The Braves franchise was known by various other names in the late 1800s and early 1900s in Boston: the Red Stockings, Red Caps, Beaneaters, Doves and Rustlers. The team was renamed the Braves in 1912 and known by that moniker until 1936, when the name was changed to the Bees. The team returned to Braves in 1941, and that name followed the franchise as it moved from Boston to Milwaukee in 1953 and from Milwaukee to Atlanta in 1966.

There hasn’t been a serious move in the Braves’ Atlanta era toward changing the name, although there was a fleeting mention by new owner Ted Turner in 1976 of renaming the team the Eagles. Turner’s reasoning was that the Eagles name would tie in with the city’s other bird-named teams, the Falcons and Hawks. But he quickly dropped the idea.

“I’m proud of the heritage. I’m proud of its history,” McGuirk said of the Braves name. “Any brand, any name, is basically a representation of what goes on underneath it. I think this franchise has conducted itself in an honorable way throughout all of that history.”

Schiller said the Braves name, to him, “means somebody who possesses courage, is a warrior. So for me, it’s held in high regard and it’s esteemed by the Native American culture and it’s powerful. It’s very representative of strength and honor.”

Schiller declined to compare the Braves’ case to the Redskins’ or Indians’, saying: “I don’t think we can speak to those (teams’) situations.”

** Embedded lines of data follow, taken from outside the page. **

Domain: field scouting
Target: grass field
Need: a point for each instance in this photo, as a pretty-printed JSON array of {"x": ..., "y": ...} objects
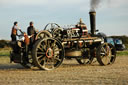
[
  {"x": 6, "y": 51},
  {"x": 69, "y": 73}
]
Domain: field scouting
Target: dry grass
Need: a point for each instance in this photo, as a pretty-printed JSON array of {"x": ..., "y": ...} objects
[{"x": 69, "y": 73}]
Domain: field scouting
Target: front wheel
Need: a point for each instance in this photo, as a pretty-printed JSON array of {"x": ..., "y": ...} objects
[
  {"x": 48, "y": 53},
  {"x": 106, "y": 54}
]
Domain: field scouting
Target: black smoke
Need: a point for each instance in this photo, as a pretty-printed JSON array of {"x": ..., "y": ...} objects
[{"x": 94, "y": 4}]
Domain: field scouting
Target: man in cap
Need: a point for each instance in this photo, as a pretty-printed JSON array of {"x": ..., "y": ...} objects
[{"x": 15, "y": 28}]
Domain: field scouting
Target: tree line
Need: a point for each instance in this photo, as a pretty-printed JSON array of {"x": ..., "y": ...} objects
[{"x": 5, "y": 43}]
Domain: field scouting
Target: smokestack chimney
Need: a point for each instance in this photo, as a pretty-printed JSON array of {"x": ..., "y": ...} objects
[{"x": 93, "y": 22}]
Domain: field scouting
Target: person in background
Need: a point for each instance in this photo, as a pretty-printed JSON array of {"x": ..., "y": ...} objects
[
  {"x": 31, "y": 32},
  {"x": 15, "y": 28}
]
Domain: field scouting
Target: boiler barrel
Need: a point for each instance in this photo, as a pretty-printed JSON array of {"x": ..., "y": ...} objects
[{"x": 93, "y": 22}]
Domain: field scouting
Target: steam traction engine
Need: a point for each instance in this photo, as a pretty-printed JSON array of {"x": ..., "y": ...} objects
[{"x": 54, "y": 43}]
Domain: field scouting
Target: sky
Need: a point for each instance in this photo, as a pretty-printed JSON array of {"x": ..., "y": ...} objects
[{"x": 111, "y": 15}]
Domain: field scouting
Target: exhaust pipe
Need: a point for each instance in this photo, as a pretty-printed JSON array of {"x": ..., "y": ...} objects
[{"x": 93, "y": 22}]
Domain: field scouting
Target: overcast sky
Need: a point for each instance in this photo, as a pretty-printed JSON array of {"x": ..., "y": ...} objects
[{"x": 112, "y": 15}]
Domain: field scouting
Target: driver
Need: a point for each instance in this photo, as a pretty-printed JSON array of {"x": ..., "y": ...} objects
[{"x": 15, "y": 28}]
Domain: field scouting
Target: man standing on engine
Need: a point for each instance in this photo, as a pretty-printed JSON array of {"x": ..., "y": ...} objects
[
  {"x": 15, "y": 28},
  {"x": 31, "y": 32}
]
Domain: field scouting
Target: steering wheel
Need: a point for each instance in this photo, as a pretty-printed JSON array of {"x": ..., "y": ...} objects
[{"x": 51, "y": 26}]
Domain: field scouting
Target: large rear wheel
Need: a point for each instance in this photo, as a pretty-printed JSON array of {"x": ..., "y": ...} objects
[{"x": 106, "y": 54}]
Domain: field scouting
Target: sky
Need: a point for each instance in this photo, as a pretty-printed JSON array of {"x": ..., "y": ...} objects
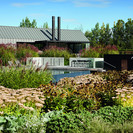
[{"x": 75, "y": 14}]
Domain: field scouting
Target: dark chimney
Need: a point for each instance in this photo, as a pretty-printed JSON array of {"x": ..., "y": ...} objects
[
  {"x": 59, "y": 30},
  {"x": 53, "y": 28}
]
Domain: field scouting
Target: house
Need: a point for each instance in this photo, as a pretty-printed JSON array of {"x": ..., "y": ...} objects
[
  {"x": 118, "y": 62},
  {"x": 40, "y": 37}
]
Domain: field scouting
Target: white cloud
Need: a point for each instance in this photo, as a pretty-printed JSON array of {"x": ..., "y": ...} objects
[
  {"x": 68, "y": 20},
  {"x": 58, "y": 0},
  {"x": 87, "y": 3},
  {"x": 91, "y": 3},
  {"x": 36, "y": 15},
  {"x": 25, "y": 4}
]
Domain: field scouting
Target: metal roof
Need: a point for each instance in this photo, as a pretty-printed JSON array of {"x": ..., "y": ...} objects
[{"x": 22, "y": 34}]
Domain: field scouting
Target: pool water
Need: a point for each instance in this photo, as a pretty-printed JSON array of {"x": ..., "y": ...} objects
[{"x": 59, "y": 74}]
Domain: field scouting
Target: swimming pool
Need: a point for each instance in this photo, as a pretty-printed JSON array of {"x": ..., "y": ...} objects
[{"x": 59, "y": 74}]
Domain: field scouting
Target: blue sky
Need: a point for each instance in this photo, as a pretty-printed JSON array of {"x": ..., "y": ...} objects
[{"x": 75, "y": 14}]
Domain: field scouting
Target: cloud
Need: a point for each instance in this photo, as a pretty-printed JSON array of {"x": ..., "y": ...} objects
[
  {"x": 87, "y": 3},
  {"x": 36, "y": 15},
  {"x": 91, "y": 3},
  {"x": 68, "y": 20},
  {"x": 58, "y": 0},
  {"x": 25, "y": 4}
]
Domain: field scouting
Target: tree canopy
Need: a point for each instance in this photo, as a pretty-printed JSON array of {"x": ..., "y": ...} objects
[
  {"x": 26, "y": 23},
  {"x": 121, "y": 34}
]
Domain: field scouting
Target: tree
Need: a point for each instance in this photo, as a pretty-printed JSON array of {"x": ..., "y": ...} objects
[
  {"x": 119, "y": 34},
  {"x": 94, "y": 35},
  {"x": 105, "y": 35},
  {"x": 26, "y": 23},
  {"x": 45, "y": 25},
  {"x": 129, "y": 33}
]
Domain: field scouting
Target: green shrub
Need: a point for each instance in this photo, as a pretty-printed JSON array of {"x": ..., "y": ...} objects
[
  {"x": 69, "y": 123},
  {"x": 17, "y": 78},
  {"x": 22, "y": 124},
  {"x": 7, "y": 53},
  {"x": 54, "y": 51},
  {"x": 115, "y": 114}
]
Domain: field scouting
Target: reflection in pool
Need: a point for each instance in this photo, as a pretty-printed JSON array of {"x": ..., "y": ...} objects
[{"x": 59, "y": 74}]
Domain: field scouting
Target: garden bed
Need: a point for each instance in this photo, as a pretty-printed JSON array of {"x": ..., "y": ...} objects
[{"x": 100, "y": 102}]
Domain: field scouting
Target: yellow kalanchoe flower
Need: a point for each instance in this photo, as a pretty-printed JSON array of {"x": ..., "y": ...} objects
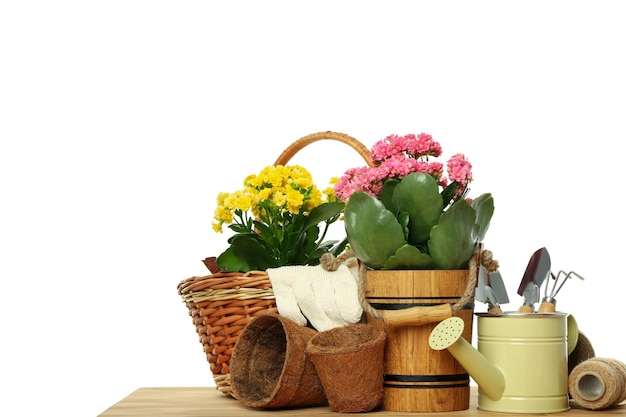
[{"x": 266, "y": 216}]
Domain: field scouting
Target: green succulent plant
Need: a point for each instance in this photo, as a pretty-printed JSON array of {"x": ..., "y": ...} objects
[{"x": 410, "y": 226}]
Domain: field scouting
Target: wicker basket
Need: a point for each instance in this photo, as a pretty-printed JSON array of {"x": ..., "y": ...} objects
[{"x": 222, "y": 304}]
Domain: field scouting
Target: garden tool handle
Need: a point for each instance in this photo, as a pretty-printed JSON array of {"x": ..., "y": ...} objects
[
  {"x": 416, "y": 316},
  {"x": 526, "y": 309},
  {"x": 546, "y": 307}
]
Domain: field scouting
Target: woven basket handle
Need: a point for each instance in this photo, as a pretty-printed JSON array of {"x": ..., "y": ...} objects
[{"x": 314, "y": 137}]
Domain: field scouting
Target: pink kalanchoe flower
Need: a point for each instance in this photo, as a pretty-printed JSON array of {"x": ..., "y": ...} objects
[
  {"x": 397, "y": 156},
  {"x": 460, "y": 169}
]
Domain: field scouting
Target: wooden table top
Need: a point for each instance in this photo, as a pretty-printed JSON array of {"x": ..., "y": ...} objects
[{"x": 208, "y": 401}]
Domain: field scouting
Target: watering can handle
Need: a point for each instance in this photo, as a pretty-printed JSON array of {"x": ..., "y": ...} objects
[{"x": 416, "y": 316}]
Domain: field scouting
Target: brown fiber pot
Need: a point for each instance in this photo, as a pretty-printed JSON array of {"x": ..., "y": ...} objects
[
  {"x": 349, "y": 361},
  {"x": 269, "y": 366}
]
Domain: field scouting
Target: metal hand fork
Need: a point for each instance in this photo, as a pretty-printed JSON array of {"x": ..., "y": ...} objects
[{"x": 548, "y": 304}]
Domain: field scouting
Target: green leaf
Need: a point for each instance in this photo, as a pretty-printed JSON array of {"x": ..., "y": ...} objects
[
  {"x": 408, "y": 257},
  {"x": 418, "y": 195},
  {"x": 373, "y": 231},
  {"x": 246, "y": 253},
  {"x": 323, "y": 212},
  {"x": 453, "y": 240},
  {"x": 483, "y": 205},
  {"x": 386, "y": 195}
]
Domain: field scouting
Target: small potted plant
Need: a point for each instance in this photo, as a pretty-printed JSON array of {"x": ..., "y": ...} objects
[
  {"x": 404, "y": 213},
  {"x": 416, "y": 231},
  {"x": 279, "y": 218}
]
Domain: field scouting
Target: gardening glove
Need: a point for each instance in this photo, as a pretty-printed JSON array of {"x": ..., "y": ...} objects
[{"x": 327, "y": 299}]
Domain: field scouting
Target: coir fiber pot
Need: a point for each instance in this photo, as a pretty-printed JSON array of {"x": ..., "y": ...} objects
[
  {"x": 270, "y": 368},
  {"x": 349, "y": 362}
]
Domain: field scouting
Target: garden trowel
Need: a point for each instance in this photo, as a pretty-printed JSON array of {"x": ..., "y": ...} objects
[
  {"x": 537, "y": 271},
  {"x": 491, "y": 290}
]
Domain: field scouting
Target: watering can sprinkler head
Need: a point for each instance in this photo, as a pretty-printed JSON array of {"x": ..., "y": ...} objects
[{"x": 447, "y": 335}]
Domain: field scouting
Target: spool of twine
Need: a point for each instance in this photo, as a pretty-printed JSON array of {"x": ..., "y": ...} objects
[
  {"x": 598, "y": 383},
  {"x": 583, "y": 351}
]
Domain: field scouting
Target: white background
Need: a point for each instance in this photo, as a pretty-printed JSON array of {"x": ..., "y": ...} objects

The Redskins organization announced July 3 that it would “undergo a thorough review” of its long-criticized name, and the Indians quickly followed with a commitment “to determine the best path forward with regard to our team name.” The Redskins’ announcement came after major sponsor FedEx called on the team to rename itself.

Schiller said the Braves’ sponsors have been “extremely supportive.”

Since the end of the 2019 season, McGuirk and Schiller said, the Braves have sought advice on the tomahawk chop and other issues from a Native American Working Group the team assembled and from others. Schiller said he visited leaders of the Eastern Band of Cherokee Indians in North Carolina.

“Their school in Cherokee, N.C., is the Braves,” Schiller said, referring to the nickname for the sports teams at Cherokee High School. “They brought that up. ... It was really cool and nice to see that.

“I think we have done a really earnest job of going out there and trying to understand the Native American communities and what’s important to them, what types of things they see that they want to do with the Atlanta Braves. ... We are very serious about it. We are extremely excited about the prospects for the future and what they hold for our relationships.”

The Braves plan to build an exhibit at Truist Park celebrating Native American culture, likely in the Monument Garden area behind home plate, Schiller said. The team also plans to partner with a foundation to provide educational programs about the culture for junior high and high school students, he said.

“We feel really comfortable with the level of collaboration that has taken place over the last year,” McGuirk said.